- Born: March 31, 1977 (age 48) Terendak Camp, Malacca, Malaysia
- Occupation: Singer-Songwriter/Vocal Arranger (Four Forty Records Sdn. Bhd.)

= Juwita Suwito =

Malaysian singer, songwriter and vocal arranger

Juwita Suwito is a Malaysian singer, songwriter and vocal arranger. She is also the younger sister of Aubrey Suwito.

==Life and career==
===Early life===
Juwita Suwito was born in Terendak Camp, Malacca, to a Chinese Indonesian father who served as a Methodist pastor and a Singaporean mother who was a church organist. (Note: This made her to be known as the first-generation Malaysian in her family.) She has an older brother named Aubrey Suwito, who is a pianist, keyboardist, songwriter, arranger and producer. She mainly spent her early years either in Tranquerah or Klebang Besar.
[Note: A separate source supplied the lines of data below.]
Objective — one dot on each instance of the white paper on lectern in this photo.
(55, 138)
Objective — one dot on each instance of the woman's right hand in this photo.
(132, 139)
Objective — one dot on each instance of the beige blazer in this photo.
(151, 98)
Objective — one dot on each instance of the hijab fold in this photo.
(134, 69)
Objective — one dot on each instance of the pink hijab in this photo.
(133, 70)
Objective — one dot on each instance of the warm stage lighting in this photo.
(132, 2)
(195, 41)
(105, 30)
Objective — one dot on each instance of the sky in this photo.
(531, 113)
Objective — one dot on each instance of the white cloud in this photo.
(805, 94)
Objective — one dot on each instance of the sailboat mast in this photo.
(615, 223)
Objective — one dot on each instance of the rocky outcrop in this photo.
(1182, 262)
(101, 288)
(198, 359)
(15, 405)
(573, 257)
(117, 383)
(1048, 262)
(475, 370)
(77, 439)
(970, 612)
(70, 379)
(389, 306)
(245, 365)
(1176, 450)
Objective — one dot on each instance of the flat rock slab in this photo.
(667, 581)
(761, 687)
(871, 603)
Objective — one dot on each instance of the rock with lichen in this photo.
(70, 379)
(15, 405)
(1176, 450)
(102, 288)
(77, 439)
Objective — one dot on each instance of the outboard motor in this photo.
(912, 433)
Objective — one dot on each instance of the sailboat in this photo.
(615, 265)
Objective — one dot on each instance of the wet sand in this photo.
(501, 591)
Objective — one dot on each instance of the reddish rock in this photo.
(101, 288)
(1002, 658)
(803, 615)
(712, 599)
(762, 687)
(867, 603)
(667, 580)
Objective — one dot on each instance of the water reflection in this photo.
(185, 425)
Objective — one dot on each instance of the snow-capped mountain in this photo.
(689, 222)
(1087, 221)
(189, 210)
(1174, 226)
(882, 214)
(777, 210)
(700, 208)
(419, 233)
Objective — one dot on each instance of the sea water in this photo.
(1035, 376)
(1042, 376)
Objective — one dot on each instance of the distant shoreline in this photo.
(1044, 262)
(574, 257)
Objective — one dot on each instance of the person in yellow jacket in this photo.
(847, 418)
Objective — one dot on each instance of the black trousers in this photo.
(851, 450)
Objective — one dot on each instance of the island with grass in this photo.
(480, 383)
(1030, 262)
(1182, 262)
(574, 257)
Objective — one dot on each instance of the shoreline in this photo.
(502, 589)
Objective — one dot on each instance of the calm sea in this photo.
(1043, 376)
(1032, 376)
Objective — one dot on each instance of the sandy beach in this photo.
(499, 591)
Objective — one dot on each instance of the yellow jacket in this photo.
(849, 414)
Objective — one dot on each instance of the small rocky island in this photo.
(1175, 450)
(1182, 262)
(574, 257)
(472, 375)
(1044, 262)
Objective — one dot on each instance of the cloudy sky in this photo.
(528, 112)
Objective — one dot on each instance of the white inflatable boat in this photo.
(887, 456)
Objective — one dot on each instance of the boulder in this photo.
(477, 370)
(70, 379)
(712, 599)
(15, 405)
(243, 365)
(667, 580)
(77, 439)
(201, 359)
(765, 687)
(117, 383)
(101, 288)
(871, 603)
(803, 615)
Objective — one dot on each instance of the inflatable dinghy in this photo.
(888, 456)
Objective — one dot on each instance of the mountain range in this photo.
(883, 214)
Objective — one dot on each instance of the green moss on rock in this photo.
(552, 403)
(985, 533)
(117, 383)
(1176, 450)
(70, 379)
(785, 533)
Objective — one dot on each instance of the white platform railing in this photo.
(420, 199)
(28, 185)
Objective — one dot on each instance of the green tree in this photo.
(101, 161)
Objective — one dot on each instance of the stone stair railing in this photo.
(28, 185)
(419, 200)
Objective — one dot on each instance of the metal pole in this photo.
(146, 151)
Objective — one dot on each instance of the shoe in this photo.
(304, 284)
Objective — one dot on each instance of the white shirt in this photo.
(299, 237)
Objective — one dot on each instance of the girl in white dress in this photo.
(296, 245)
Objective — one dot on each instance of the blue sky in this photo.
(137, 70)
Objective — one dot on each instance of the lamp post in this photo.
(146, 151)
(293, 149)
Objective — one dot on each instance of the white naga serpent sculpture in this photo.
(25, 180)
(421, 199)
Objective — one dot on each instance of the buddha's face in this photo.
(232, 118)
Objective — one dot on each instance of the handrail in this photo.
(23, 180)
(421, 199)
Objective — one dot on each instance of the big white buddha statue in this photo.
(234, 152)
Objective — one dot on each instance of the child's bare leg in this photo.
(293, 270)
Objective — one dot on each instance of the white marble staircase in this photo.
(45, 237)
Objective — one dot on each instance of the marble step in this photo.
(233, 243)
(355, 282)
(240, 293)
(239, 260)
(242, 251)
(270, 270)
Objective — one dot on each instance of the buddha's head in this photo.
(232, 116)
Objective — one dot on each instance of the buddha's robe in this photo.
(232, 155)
She would float paper boats after every downpour in a field (Note: The field had a rain tree and would transform into a "shallow lake" after rainfall.) close to her Tranquerah home. She later learnt to play the piano and violin. Her family moved to Kuala Lumpur before she turned 10 where she received education from Bukit Bintang Girls' School in Brickfields, Kuala Lumpur.

===Career beginnings and coaching===
Juwita began pursuing her career in her late teens as a backing vocalist for leading Malaysian artistes at gigs, mega concerts and prominent award shows. She soon adapted to it and was frequently called upon for song recordings for East Asian publishing houses. She had her breakthrough when some of these recordings were regionally released and caught the attention of various curious listeners. “Breathe Again” was published by Warner Music Taiwan in the original soundtrack for ‘The Outsiders’ Taiwanese drama series. In July 2003, Suwito performed a song she wrote according to the theme ‘Leading Change' while representing Malaysia at the YWCA World Council & International Women's Summit in Brisbane. (Note: The song expressed her passion to persuade especially the younger generation to use their unique capabilities when born to contribute to the society. This received an enthusiastic response from the audience of about 1000 women from many different countries.)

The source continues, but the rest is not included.